This post explains the improvements to drop to one the number of the copies required to send data over AF_VSOCK. Current mechanism to send packets through virtio-vsock makes two copies before sending it through the virtio-vsock device. The first copy is from the user’s application to the socket buffer. The SysSocketSend() copies the content from the user to a Packet structure. This structure contains the content and the vsock header. The packet is sent to the driver by relying on the SysNetworkSend() function that only accepts packet structures. When the driver gets the packet, the second copy is from the packet to the corresponding virtqueue's ring. This is the available ring of the transmission queue of the virtio-vsock device. During the second copy, we get a free pre-allocated buffer, we copy the content from the user and then we enqueue it into the available ring.

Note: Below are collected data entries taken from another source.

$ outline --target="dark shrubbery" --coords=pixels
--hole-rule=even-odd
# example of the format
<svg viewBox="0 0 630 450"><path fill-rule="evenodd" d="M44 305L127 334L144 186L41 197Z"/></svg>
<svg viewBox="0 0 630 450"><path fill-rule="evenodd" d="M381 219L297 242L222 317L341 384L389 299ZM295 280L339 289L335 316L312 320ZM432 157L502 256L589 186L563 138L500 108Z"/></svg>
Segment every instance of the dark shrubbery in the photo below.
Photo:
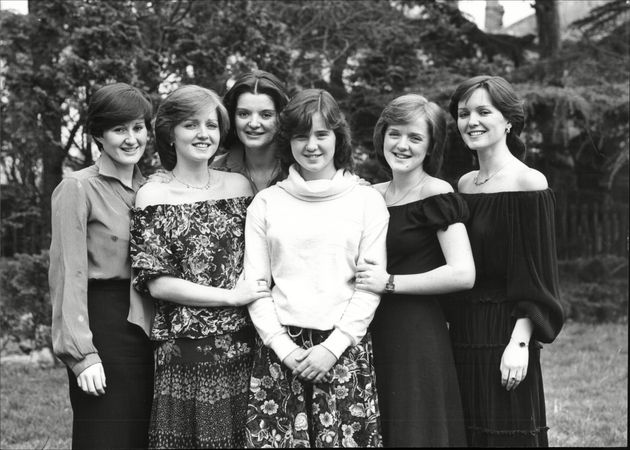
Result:
<svg viewBox="0 0 630 450"><path fill-rule="evenodd" d="M561 261L566 317L576 322L618 322L628 317L628 259L614 255Z"/></svg>
<svg viewBox="0 0 630 450"><path fill-rule="evenodd" d="M52 308L48 292L48 251L18 254L0 272L0 327L3 346L14 341L26 353L51 347Z"/></svg>

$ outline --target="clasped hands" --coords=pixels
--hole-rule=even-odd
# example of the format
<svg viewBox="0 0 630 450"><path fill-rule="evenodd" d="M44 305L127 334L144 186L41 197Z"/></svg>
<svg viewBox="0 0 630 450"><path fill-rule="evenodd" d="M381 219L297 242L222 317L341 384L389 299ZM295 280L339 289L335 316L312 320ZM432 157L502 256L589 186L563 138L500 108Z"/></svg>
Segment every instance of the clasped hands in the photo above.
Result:
<svg viewBox="0 0 630 450"><path fill-rule="evenodd" d="M312 383L331 381L330 370L336 362L337 357L321 344L307 349L296 348L282 360L282 363L291 369L293 375Z"/></svg>

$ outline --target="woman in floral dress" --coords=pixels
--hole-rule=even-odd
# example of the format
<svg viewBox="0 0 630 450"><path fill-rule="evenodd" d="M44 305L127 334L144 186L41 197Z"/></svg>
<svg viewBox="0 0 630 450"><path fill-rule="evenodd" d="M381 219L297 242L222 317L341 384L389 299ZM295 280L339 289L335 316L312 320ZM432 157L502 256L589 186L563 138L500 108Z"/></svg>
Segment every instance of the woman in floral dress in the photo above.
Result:
<svg viewBox="0 0 630 450"><path fill-rule="evenodd" d="M254 338L245 305L269 290L239 281L249 182L208 168L228 127L213 91L171 93L155 121L170 173L144 185L132 211L134 286L155 302L151 448L244 444Z"/></svg>
<svg viewBox="0 0 630 450"><path fill-rule="evenodd" d="M247 445L381 446L367 333L379 295L354 275L385 261L385 202L350 173L348 125L326 91L293 97L279 137L289 176L247 211L245 277L274 283L249 307L260 339Z"/></svg>

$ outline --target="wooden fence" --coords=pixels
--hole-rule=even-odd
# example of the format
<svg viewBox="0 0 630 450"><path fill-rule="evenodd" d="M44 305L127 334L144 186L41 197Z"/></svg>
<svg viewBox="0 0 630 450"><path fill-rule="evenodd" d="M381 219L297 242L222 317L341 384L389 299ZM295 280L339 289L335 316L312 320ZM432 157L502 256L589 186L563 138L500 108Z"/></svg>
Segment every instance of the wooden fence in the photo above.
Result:
<svg viewBox="0 0 630 450"><path fill-rule="evenodd" d="M628 205L558 202L558 258L613 254L628 257Z"/></svg>

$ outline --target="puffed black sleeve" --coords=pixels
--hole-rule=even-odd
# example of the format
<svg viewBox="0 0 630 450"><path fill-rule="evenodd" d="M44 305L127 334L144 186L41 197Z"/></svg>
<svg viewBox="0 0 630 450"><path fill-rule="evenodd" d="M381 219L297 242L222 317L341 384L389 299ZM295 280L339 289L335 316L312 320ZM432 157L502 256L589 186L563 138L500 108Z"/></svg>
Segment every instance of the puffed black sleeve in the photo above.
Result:
<svg viewBox="0 0 630 450"><path fill-rule="evenodd" d="M507 296L515 304L513 316L533 322L532 338L549 343L564 323L558 288L555 195L546 189L524 192L510 201Z"/></svg>
<svg viewBox="0 0 630 450"><path fill-rule="evenodd" d="M427 197L413 206L409 208L411 223L435 231L446 230L457 222L465 223L470 215L466 202L454 192Z"/></svg>

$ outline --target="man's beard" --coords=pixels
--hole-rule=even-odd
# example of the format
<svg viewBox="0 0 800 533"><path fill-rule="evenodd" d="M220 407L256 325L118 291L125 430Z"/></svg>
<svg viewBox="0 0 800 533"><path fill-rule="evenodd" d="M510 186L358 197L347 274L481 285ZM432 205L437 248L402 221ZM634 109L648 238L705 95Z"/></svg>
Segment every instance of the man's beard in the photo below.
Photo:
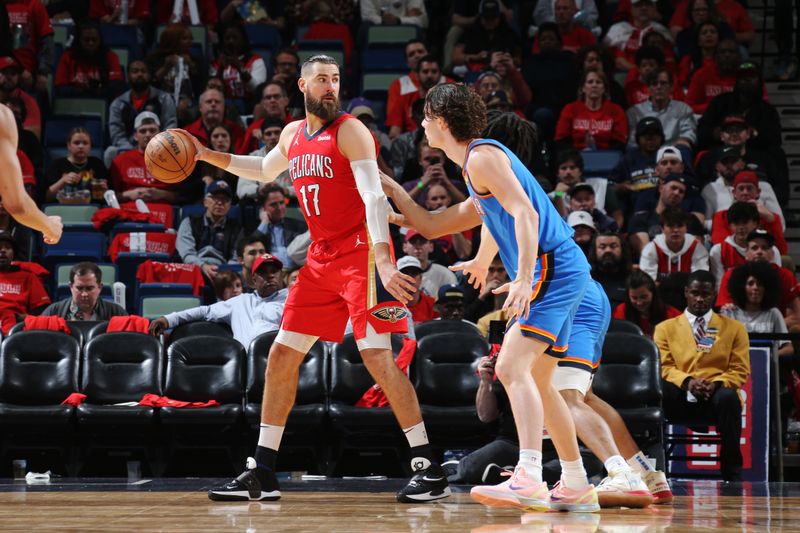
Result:
<svg viewBox="0 0 800 533"><path fill-rule="evenodd" d="M306 114L316 115L323 122L328 122L336 117L339 110L339 98L335 98L333 102L326 102L322 98L317 100L310 94L306 94Z"/></svg>
<svg viewBox="0 0 800 533"><path fill-rule="evenodd" d="M144 91L145 89L147 89L150 86L150 82L147 81L147 80L139 80L139 79L137 79L137 80L131 81L130 86L131 86L131 89L133 89L134 91L141 92L141 91Z"/></svg>
<svg viewBox="0 0 800 533"><path fill-rule="evenodd" d="M612 253L605 253L600 258L599 266L601 272L616 272L619 270L620 260Z"/></svg>

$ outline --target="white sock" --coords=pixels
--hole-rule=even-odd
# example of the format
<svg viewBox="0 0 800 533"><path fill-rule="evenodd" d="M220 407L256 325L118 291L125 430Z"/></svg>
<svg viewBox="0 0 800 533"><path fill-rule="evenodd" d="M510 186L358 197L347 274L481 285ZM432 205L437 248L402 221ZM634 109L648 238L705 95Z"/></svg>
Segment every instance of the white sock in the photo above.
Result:
<svg viewBox="0 0 800 533"><path fill-rule="evenodd" d="M411 448L428 444L428 433L425 431L425 422L420 422L410 428L405 428L403 429L403 433L406 434L408 445Z"/></svg>
<svg viewBox="0 0 800 533"><path fill-rule="evenodd" d="M281 446L281 437L283 437L283 428L285 427L262 423L261 429L258 431L258 445L277 451Z"/></svg>
<svg viewBox="0 0 800 533"><path fill-rule="evenodd" d="M542 452L533 448L519 449L519 465L528 477L537 483L542 482Z"/></svg>
<svg viewBox="0 0 800 533"><path fill-rule="evenodd" d="M561 463L561 482L565 487L572 490L580 490L589 484L586 477L586 470L583 469L583 461L559 461Z"/></svg>
<svg viewBox="0 0 800 533"><path fill-rule="evenodd" d="M628 458L628 464L634 472L639 472L641 475L654 471L653 467L650 465L650 460L641 451L636 452L636 455Z"/></svg>
<svg viewBox="0 0 800 533"><path fill-rule="evenodd" d="M631 472L631 467L628 466L628 463L625 462L621 455L612 455L603 464L609 476Z"/></svg>

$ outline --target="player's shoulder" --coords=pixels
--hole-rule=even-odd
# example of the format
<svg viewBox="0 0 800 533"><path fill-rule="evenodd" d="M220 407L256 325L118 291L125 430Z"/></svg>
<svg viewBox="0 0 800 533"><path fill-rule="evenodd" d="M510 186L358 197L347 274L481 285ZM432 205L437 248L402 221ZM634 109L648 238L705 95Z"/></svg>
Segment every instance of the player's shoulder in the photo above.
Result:
<svg viewBox="0 0 800 533"><path fill-rule="evenodd" d="M6 132L7 129L16 127L16 122L14 112L7 105L0 104L0 131Z"/></svg>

To drop the number to one, we remove the need of the first copy by reusing the packet's content in the virtio-vsock driver. This modification has been addressed by the github issue https://github.com/torokernel/torokernel/issues/363. Instead of allocating a new buffer, the virtio-vsock buffer reuses the packet buffer. Note that the available ring contains indexes that identify descriptors in the descriptor ring. We make this descriptor to point to user's buffer. After the buffer is consumed by the device, the driver tells the kernel that the packet has been sent and the kernel simply releases the memory allocated for that packet. The mechanism to send packets does not wait for the packet to be sent. It fills the available ring of the transmission queue with packets and returns immediately to the user.
We have benchmarked these changes but the mechanism does not show significant improvements. We use ab to compare two instances of the WebServer appliance. This is an appliance that runs a WebServer over virtio-vsock and gets files by using virtio-fs. This is the appliance that hosts Toro's website. For the benchmark, we use the following command:
ab -c 1 -n 1000 http://127.0.0.1:4000/images/apporikernel.png (133 kb)

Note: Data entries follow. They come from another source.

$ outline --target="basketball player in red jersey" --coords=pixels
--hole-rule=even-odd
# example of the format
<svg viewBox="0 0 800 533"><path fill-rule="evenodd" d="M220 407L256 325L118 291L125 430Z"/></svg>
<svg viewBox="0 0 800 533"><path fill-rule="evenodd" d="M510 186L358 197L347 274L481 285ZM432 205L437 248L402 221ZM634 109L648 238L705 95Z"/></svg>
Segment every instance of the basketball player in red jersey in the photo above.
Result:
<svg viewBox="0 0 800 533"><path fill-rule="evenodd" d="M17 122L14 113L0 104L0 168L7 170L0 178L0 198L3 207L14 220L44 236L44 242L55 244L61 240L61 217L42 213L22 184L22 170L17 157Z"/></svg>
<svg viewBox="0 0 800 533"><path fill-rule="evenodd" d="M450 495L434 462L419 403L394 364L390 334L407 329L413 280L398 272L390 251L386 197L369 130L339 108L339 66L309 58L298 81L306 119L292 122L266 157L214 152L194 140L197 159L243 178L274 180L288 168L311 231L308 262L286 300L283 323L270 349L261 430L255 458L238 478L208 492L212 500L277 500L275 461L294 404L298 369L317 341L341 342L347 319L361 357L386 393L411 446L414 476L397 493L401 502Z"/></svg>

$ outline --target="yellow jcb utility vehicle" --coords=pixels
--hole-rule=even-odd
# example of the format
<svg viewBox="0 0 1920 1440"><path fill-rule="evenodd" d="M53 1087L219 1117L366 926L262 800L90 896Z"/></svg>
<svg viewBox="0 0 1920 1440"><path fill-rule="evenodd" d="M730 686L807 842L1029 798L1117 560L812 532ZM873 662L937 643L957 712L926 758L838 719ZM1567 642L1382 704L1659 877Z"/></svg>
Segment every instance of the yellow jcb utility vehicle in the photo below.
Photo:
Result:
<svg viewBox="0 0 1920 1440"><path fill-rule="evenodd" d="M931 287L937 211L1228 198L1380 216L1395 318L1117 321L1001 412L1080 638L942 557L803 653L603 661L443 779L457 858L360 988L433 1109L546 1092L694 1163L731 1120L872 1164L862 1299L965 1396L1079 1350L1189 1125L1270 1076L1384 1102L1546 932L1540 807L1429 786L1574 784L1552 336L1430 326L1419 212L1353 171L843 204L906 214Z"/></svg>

In this test, the Requests per second without the changes is 2.27 [#/sec] (mean) whereas the same parameter is 2.28 [#/sec] (mean) with the changes. The time per request is 440.995 [ms] (mean) wo the changes whereas the value with the change is 438.213 [ms] (mean). During this benchmark, we use socat to translate tcp connections to vsock connections.
We removed socat and we launch a ping-pong test with different packet sizes. These are the results with the changes:
request size: 8192 bytes, time: 1138.86 ms
request size: 16384 bytes, time: 1169.71 ms
These are the results without the changes:
request size: 8192 bytes, time: 1131.54 ms
request size: 16384 bytes, time: 1165.18 ms
For some reason, the instance that has two copies takes less time than the instance with a single copy. We require more benchmarks to understand why such a improvement has none effect on these tests. The next step would be to use zero copy by reusing the user’s buffer. This is how it is implemented in the virtio-fs driver in which the user’s buffer is shared with the device.